Lutteurs Noubas, guerriers Masaïs, pasteurs Peuls, Indiens d’Amérique et chevaux au combat vont être pendant deux mois les étranges occupants du Pont des Arts. La mairie de Paris présente une rétrospective d’Ousmane Sow, 68 sculptures disposées sur la passerelle qui enjambe la Seine entre le Louvre et l’Institut de France. Grands récits épiques et succès populaire garanti.
PARIS - L’homme impressionne, c’est un géant d’un mètre quatre-vingt-dix à la fine barbe blanche. L’artiste, lui, étonne par son parcours et son travail. Avant 1987, on ne connaissait rien ou presque de la création d’Ousmane Sow, né à Dakar en 1935. Elle apparaît au grand jour lors d’une exposition au Centre culturel Français de la capitale sénégalaise. Il avait alors 52 ans, mais faisait de la sculpture son seul métier depuis deux ans seulement. Auparavant, kinésithérapeute, il pétrissait les corps dans son cabinet de Montreuil-sous-Bois et, entre deux clients, retournait à sa passion d’enfance. Celle-ci va prendre de plus en plus de temps et de place. Autodidacte, il ne dessine pas et travaille sans modèle. Il a inventé une “matière” dont il garde jalousement le secret et avec laquelle il recouvre les ossatures de fer, de paille et de jute, qu’il travaille jusqu’à ce que le corps, les muscles, le visage atteignent l’expression voulue. Si le résultat ne lui convient pas, il détruit l’œuvre.

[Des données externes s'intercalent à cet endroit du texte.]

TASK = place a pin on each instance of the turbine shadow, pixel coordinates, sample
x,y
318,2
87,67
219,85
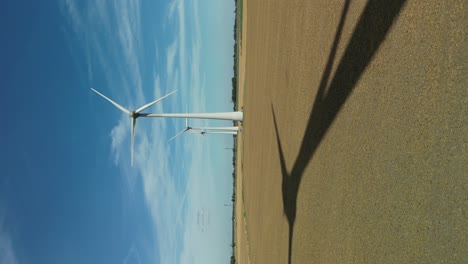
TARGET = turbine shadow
x,y
376,19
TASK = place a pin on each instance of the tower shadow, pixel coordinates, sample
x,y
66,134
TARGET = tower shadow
x,y
373,26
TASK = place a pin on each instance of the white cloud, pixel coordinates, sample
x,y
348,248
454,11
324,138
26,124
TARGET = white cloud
x,y
112,34
7,252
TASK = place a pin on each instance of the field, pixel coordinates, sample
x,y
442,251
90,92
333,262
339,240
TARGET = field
x,y
354,141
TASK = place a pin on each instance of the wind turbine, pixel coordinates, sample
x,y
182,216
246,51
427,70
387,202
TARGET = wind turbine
x,y
133,114
207,130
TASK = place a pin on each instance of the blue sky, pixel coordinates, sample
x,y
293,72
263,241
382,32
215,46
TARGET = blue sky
x,y
67,191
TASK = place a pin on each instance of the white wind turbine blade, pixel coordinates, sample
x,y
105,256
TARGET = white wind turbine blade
x,y
152,103
133,137
112,102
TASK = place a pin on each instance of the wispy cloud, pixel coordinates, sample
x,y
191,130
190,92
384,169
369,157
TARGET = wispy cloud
x,y
7,252
177,178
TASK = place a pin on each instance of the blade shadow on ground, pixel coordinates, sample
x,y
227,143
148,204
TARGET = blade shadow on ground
x,y
373,26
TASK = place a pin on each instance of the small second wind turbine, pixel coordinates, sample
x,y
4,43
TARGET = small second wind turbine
x,y
133,114
207,130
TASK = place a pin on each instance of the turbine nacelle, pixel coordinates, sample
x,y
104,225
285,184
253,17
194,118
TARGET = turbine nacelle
x,y
133,114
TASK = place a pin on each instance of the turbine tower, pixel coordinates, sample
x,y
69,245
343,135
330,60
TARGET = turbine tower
x,y
207,130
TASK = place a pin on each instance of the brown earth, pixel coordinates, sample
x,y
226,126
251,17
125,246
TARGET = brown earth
x,y
354,141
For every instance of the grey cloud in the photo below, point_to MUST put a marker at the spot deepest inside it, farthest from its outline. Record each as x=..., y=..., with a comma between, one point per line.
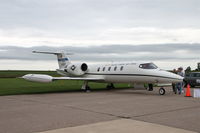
x=108, y=52
x=70, y=16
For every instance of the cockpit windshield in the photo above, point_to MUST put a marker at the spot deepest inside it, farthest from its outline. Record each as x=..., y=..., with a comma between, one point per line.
x=148, y=66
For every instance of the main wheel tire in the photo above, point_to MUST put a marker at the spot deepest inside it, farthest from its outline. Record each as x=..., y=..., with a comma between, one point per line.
x=162, y=91
x=87, y=89
x=110, y=86
x=150, y=87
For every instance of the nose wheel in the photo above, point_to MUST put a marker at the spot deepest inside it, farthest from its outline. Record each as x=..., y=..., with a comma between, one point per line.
x=162, y=91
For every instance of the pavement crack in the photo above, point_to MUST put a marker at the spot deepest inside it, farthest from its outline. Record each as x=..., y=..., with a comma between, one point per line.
x=174, y=110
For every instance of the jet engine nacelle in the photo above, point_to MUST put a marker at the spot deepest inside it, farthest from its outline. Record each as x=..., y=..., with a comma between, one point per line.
x=38, y=78
x=77, y=69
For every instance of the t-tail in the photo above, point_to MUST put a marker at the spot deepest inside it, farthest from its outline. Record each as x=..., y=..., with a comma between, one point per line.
x=63, y=60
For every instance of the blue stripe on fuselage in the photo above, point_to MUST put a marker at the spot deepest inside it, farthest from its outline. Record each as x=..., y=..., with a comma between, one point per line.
x=63, y=59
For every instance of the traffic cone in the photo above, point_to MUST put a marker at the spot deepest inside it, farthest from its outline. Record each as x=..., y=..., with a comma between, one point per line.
x=188, y=94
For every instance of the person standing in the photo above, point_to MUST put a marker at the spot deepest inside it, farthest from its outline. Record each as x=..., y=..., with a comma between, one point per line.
x=180, y=85
x=173, y=84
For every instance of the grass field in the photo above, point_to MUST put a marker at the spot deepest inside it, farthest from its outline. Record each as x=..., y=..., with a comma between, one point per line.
x=16, y=86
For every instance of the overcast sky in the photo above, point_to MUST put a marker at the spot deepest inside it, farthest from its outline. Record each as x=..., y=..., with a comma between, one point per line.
x=163, y=31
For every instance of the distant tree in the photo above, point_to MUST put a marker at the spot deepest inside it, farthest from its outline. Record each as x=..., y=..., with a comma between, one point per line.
x=188, y=69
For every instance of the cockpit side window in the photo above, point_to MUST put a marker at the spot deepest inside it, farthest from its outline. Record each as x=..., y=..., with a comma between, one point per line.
x=148, y=66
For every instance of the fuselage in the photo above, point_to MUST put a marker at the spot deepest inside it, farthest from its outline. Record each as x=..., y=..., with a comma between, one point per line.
x=130, y=73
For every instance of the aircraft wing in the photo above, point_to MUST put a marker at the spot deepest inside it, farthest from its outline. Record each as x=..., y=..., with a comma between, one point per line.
x=47, y=78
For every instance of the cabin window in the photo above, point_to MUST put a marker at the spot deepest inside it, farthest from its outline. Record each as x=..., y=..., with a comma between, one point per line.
x=121, y=68
x=148, y=66
x=115, y=68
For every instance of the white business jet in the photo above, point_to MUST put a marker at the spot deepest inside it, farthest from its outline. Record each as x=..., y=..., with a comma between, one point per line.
x=132, y=72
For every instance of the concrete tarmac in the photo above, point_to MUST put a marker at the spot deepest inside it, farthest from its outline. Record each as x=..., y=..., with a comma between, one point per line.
x=44, y=112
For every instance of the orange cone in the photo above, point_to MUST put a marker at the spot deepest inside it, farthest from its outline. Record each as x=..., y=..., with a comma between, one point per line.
x=188, y=94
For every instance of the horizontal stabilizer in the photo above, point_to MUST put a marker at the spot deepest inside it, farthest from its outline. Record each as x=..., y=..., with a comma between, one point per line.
x=55, y=53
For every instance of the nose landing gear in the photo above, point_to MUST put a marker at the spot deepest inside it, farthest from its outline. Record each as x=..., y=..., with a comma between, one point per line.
x=162, y=91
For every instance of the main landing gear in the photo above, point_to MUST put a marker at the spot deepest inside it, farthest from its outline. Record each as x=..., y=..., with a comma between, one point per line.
x=110, y=86
x=86, y=87
x=161, y=90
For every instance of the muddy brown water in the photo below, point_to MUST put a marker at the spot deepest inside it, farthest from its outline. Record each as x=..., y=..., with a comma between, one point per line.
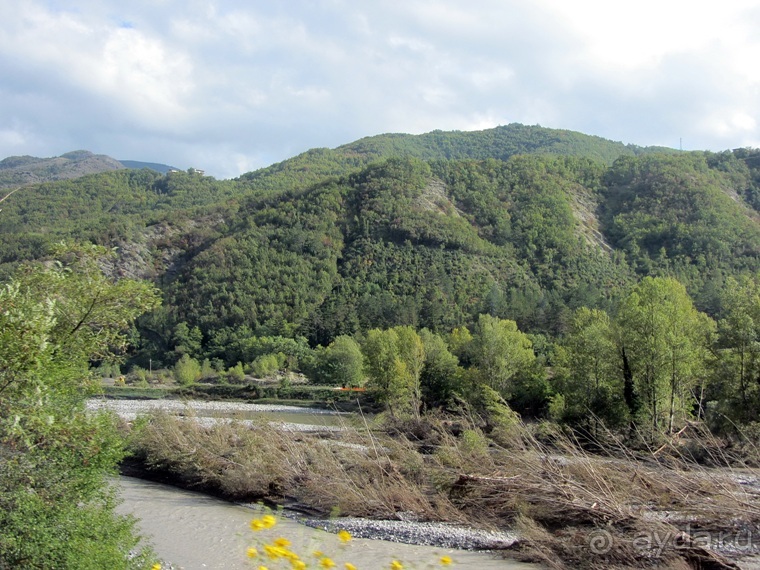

En 1984 survient une étrange rencontre. Il découvre les images des Noubas du Sud Soudan réalisées par Leni Riefenstahl. L’Africain et la photographe allemande, qui a voué dans le passé son esthétisme à la glorification du régime nazi, partagent un culte pour l’effort et le corps, mais le premier ne sert aucune idéologie. Sow aime les corps puissants, les muscles saillants, les regards intenses... Il réalise donc sa première série, les lutteurs Noubas. Suivront quatre ans plus tard les guerriers Masaïs, puis les Zoulous, les Peuls... “J’ai voulu sortir de l’Afrique”, dit-il en expliquant le thème de la série inédite que les Parisiens vont découvrir : la bataille de Little Big Horn. Le 25 juin 1876, à la tête de la septième cavalerie, le général Custer attaquait Sioux et Cheyennes paisiblement rassemblés le long de la rivière Little Big Horn. Sitting Bull emmène femmes et enfants à l’abri, Gall et Crazy Horse regroupent leurs hommes et prennent en étau les assaillants. Les Indiens triomphent une dernière fois, avant d’être exterminés quatorze ans plus tard. “Une victoire pour rien”, souligne Ousmane Sow, qui relate ce récit épique en trente-cinq sculptures, vingt-quatre personnages et, pour la première fois, onze chevaux. Il en domine parfaitement l’anatomie et l’expression, alors qu’il peut se laisser emporter par une imagerie plus sentimentale pour dramatiser les soldats en déroute, les blessés, les cadavres. En 1996, parents et enfants se pressaient sur le Pont Neuf de Toulouse pour voir et toucher ses guerriers. La bataille de Little Big Horn devrait faire accourir les Parisiens, jour et nuit.
68 sculptures sur le Pont des Arts à Paris, du 20 mars au 20 mai.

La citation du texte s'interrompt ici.